Differential diagnosis of such nodules include:

1. Neurofibromas/Fibromas

2. Myomas

3. Xanthomas

4. Dermatofibroma

5. Mastocytosis

6. Glomus tumor

7. Neurilemmoma etc.

 

Individual leiomyomas are smooth, firm papules or nodules, usually smaller than 2 cm in diameter, and reddish brown. Many are tender to palpation. Leiomyoma occurs predominantly on the lower extremities, less commonly on the head or trunk, and rarely on the hands or in the mouth [4-6]. Leiomyomas generally are asymptomatic. In our case, the patient had occasional itching and pain which was rare considering the nature of lesion. Such symptoms can hardly be attributed to piloleiomyomas. Pain in the nodules can however be seen in angioleiomyomas. Asymptomatic lesions can be left untreated. Medical management has a limited role in the management of these lesions.

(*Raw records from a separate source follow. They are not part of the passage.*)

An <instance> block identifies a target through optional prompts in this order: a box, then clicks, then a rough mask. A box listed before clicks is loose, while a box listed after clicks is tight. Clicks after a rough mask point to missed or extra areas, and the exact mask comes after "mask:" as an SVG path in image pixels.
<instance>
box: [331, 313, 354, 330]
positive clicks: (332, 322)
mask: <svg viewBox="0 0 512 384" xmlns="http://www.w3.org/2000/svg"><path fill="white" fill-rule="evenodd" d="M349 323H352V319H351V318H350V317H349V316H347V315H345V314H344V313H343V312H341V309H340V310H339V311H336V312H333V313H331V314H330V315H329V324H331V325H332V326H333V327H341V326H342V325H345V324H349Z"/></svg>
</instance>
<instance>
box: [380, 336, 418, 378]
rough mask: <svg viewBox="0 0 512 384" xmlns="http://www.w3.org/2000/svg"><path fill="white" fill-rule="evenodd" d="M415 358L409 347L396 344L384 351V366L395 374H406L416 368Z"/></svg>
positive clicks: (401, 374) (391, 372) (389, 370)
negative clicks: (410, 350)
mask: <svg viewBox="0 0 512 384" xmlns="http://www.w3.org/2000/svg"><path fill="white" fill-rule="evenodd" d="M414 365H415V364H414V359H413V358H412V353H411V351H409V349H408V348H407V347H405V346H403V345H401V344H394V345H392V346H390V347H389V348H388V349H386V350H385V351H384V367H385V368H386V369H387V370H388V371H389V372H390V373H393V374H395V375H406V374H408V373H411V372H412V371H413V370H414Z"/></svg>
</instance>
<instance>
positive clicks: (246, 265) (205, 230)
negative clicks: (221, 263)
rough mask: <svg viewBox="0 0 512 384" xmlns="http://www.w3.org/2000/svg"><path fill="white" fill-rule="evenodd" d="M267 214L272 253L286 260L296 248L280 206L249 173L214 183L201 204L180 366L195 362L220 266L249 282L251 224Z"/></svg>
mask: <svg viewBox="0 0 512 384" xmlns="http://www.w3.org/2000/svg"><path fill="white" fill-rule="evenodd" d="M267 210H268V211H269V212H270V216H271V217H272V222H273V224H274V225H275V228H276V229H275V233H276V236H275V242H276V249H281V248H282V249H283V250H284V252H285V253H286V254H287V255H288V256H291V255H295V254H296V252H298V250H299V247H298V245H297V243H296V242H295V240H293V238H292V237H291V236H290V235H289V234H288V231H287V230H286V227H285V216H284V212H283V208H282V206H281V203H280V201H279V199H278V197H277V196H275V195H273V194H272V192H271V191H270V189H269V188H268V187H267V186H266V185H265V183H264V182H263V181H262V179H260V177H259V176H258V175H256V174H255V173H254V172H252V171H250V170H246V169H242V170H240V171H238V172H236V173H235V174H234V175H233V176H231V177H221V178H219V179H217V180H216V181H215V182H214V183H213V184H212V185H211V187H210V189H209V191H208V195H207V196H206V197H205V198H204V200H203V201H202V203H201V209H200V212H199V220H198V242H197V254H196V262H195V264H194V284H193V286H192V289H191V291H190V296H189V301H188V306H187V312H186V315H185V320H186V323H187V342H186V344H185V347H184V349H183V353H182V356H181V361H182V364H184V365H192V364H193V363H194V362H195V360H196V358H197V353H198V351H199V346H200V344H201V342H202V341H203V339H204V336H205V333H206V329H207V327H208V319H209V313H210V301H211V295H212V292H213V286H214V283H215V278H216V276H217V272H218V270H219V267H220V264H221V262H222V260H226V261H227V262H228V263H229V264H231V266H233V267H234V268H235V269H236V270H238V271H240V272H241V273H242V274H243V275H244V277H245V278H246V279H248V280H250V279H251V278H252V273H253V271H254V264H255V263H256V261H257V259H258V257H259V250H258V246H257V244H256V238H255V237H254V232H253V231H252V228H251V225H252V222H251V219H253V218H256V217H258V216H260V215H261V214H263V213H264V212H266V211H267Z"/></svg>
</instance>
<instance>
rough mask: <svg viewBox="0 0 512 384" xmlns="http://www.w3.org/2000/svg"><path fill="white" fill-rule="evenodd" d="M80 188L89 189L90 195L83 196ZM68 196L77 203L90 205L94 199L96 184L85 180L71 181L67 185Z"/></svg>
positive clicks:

Pharmacologic intervention has been used to alleviate pain. Options include calcium channel blockers, e.g., nifedipine, alpha blockers, e.g, phenoxybenzamine, Gabapentin, BOTOX, etc [4]. Surgical excision can be done for painful lesions or for cosmetic concern. Recurrence is rare in solitary lesions.

 

REFERENCES

1. Virchow R. Ueber Makroglossie und pathologische Neubildung quergestreifter Muskelfasern. Virchows Arch (Pathol Anat). 1854;7:126-38.

2. Fisher WC, Helwig EB. Leiomyomas of the skin. Arch Dermatol. 1963;88:510- 20.

3. Tomlinson IP, Alam NA, Rowan AJ, Barclay E, Jaeger EE, Kelsell D, et al. Germline mutations in FH predispose to dominantly inherited uterine fibroids, skin leiomyomas, and papillary renal cell cancer. Nature Genetics. 2002;30:406-10.

4. Brooks JK, Nikitakis NG, Goodman NJ, Levy BA. Clinicopathologic characterization of oral angioleiomyomas. Oral Surg Oral Med Oral Pathol Oral Radiol Endod. 2002;94:221-7.

5. Nagata S, Nishimura H, Uchida M, Hayabuchi N, Zenmyou M, Fukahori S. Giant angioleiomyoma in extremity: report of two cases. Magn Reson Med Sci. 2006;5:113-8.

6. Yagi K, Hamada Y, Yasui N. A leiomyoma arising from the deep palmar arterial arch. J Hand Surg [Br]. 2006;31:680-2.

7. Onder M, Adisen E. A new indication of botulinum toxin: leiomyoma-related pain. J Am Acad Dermatol. 2009;60:325-8.